Martín se había vestido con su mejor ropa, toda planchada y limpia. Había seleccionado varias prendas y se las había probado frente a un espejo, viendo como le quedaba cada cosa. Por celular, recurría a la ayuda de su amiga Lorena, tomándose foto y pidiéndole comentarios respecto a cada conjunto.

Nunca antes había hecho nada por el estilo y estaba más que nervioso. Era como ese sentimiento e inseguridad, miedo y ansia que se siente al tener una entrevista de trabajo. De hecho, si uno lo miraba desde cierto punto de vista, era como una entrevista excepto que en vez de un trabajo podría conocer a alguien increíble.

Por lo menos sabía que el otro chico, Damián, tenía mucho de increíble. Por eso era que le había pedido a Lorena primero su correo y luego su número. De lo primero se retractó, ya que hubiera sido un poco extraño y loco enviarle un correo a un desconocido o agregarlo por alguna red social. Parecería como si estuviera desesperado o desequilibrado y definitivamente no quería parecer como nada de los dos.

Su amiga Lorena conocía muchas personas, seguramente miles y miles. Y no era una exageración: ella organizaba eventos. Tenía su propia compañía que alquilaba salones, bandas y hacía el catering para multitud de reuniones, eventos familiares y demás compromisos sociales. Le iba más que bien y todo era porque era ella misma: a veces regañaba pero siempre era dulce y sabía que la gente hiciese lo que ella decía sin que nadie dudara de ella.

Un día, hacía unos tres meses, había celebrado una fiesta pero en su apartamento. Un lugar hermoso y bastante grande. La fiesta era, en esta ocasión, para ella. Celebraba su cumpleaños número treinta y muchas de las personas con las que había trabajado y amigos que había hecho en los último seis años, habían venido a celebrar con ella. Había bastantes regalos, comida deliciosa (sus platillos favoritos) y buena música. Nada podía ser mejor.

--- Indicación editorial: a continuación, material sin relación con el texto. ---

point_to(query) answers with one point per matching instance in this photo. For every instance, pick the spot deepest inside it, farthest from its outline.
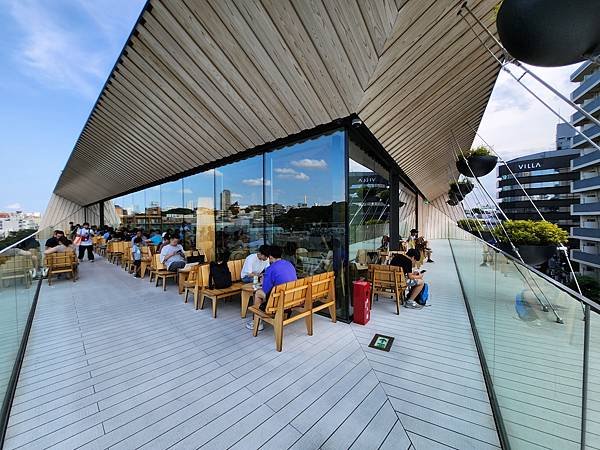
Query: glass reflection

Martín llegó allí más por respeto a su amiga que por físicas ganas. De estas últimas, no tenía muchas. Para él las fiestas se habían ido tornando en algo tedioso, algo que por cualquier medio debía evitar. Odiaba que lo halagaran con falsas afirmaciones como "Como estás de delgado!" o cosas por el estilo. Siempre había sido flaco, no era algo de sorprenderse.

Como había barra libre, empezó con un trago y luego con otro y así hasta que ya habían sido demasiados destornilladores. Fue así que dio tumbos hasta llegar a la barra donde estaba la comida y se propuso servirse algo grasoso, para ver si se quitaba algo de la borrachera de encima.

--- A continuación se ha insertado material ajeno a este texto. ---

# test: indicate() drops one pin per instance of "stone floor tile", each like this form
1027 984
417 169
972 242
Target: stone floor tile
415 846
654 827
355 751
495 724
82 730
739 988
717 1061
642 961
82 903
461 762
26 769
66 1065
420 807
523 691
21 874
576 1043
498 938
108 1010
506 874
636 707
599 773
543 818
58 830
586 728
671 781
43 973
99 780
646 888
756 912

Fue entonces cuando lo vio. Hoy, Martín puede jurar que en ese momento su ebriedad se desvaneció casi por completo, al ver los profundos ojos de un chico que estaba a su lado, también buscando comida. Solo cruzaron miradas por un momento pero para Martín, fue eterno. Se le que quedó mirando, como hipnotizado. Ni se hablaron, ni se volvieron a mirar. El chico solo sirvió algo de arroz chino y pollo en su plato y se fue a su mesa.

Martín sirvió lo mismo, como pudo, y volvió a su asiento, sin perder de vista el del chico, que no estaba muy lejos. Mientras comió e incluso mientras hablaba con otros invitados, lanzaba miradas para ver que hacía el chico. A veces hablaba con alguien, a veces reía, a veces bailaba y otras tomaba algo, solo. En esos momentos, Martín quiso tener la valentía para acercarse y decir algo. Pero simplemente no podía. No quería arriesgarse a quedar en ridículo y mucho menos en un lugar tan lleno de gente.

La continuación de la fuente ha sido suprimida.